Registry Tampa Bay

Without any factual basis to back this up, I’m comfortable saying that Elliott Aster in the Vinoy Resort is the hottest dining spot in town.

We had originally planned to go last week, but the place was booked. That’s tends to happen with seven-month-old restaurants in four-star resorts. So we ended up landing a reservation at 5 p.m. Wednesday. Elliott Aster is not the type of place that has early bird specials.

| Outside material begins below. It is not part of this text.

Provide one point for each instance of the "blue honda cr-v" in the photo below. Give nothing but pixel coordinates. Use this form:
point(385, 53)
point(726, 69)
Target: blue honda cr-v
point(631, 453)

This week’s edition is another Spotlight feature, where we visit a restaurant and compare two contrasting dishes, then — just for fun — I pick a preference, not a winner. Just so you know, this is not an advertorial. Registry Tampa Bay picked up the tab — most of it, least it. I’m a little skittish about submitting the receipt.

Atmosphere

The name evokes the Gilded Age, and thankfully the restaurant doesn’t drip in gold. But Elliott Aster’s capacious interior certainly is majestic: tastefully elegant with impeccable lighting and sound design, and a ceiling high enough for a Steph Curry 3-pointer.

About the name: “Elliott” honors the real estate developer who conceived of the original Vinoy, which opened on New Year’s Eve, 1925. “Aster” refers to a wildflower, native to Florida. Combine the two and you have a historical tribute.

We chose to eat in the dining room behind the bar, and were seated in a quiet corner banquette.

The service was impeccable but in no way stuffy. I’d like to think the days of condescending waiters is a thing of the past — other than in France. Dara was friendly, informal, and very helpful in painting word picture of the dishes.

We ordered the 8 oz. Chatel Farms Filet ($65); the Mediterranean Sea Bream ($46), a fish we’d never tried; Crispy Fingerling Potatoes and Grilled Broccolini ($12 each).

Appearance

There’s no getting around it — a boneless, 8-oz. piece of steak on a full-size white plate looks rather lonely. Because everything at Elliott Aster is a la carte, the sides came on their own plates. They were generous helpings, especially the potatoes.

The bream (photo at top) made a more artful impression. It was covered in green herbs and a fennel-and-artichoke salad.

Taste and Texture

Served as a whole fish (sans the head, thank you), the bream was more meaty than flaky — which I appreciated — and had a flavor that bordered on bold, but not “fishy.” The skin offered a subtle crust that accented the flesh. The accompanying salad added further complexity.

The dish was a tad oily, but not in an off-putting way. I asked Dara about it, and she said that’s because — ta-da — it includes olive oil. “Too much?” she asked casually. I dispensed with the hems and haws and replied, “Maybe a little.” She thanked me and explained that she likes to get feedback from diners to give to the kitchen. Hold up! What restaurant does this? Um, really good ones?

While the menu did not say the filet mignon was Prime beef, all the other steaks were Prime. It was expertly wood-grilled medium rare, had an earthy flavor, and ate bigger than it looked.

I’m not much for broccoli, but it was the only green vegetable on the menu. The generous pile consisted of long, thin stalks and small heads (does that make it “ini”?). The dish was dusted with garlic bread crumbs; a lemon vinaigrette added a nice zip. This was some good broccoli — excuse me, broccolini.

The potatoes were crispy on the outside, appropriately mushy on the inside — and tasty. I asked Dara if the restaurant had sour cream. She paused, gave an uncertain look, and said, “mmm, let me check.” Dara came back a few minutes later with a small silver bowl of the stuff. “Did you have to go the supermarket?” I teased. No, she had foraged and found sour cream in the room-service kitchen. Like I said, the service was excellent.

In Keeping with FFF Tradition, My Preference Between the Entrees Is …

Mediterranean Sea Bream.

It was something new, something different, a fish dish creatively conceived and prepared. There’s only so much you can do with a filet mignon other than season, cook and serve it well. Elliott Aster did all three.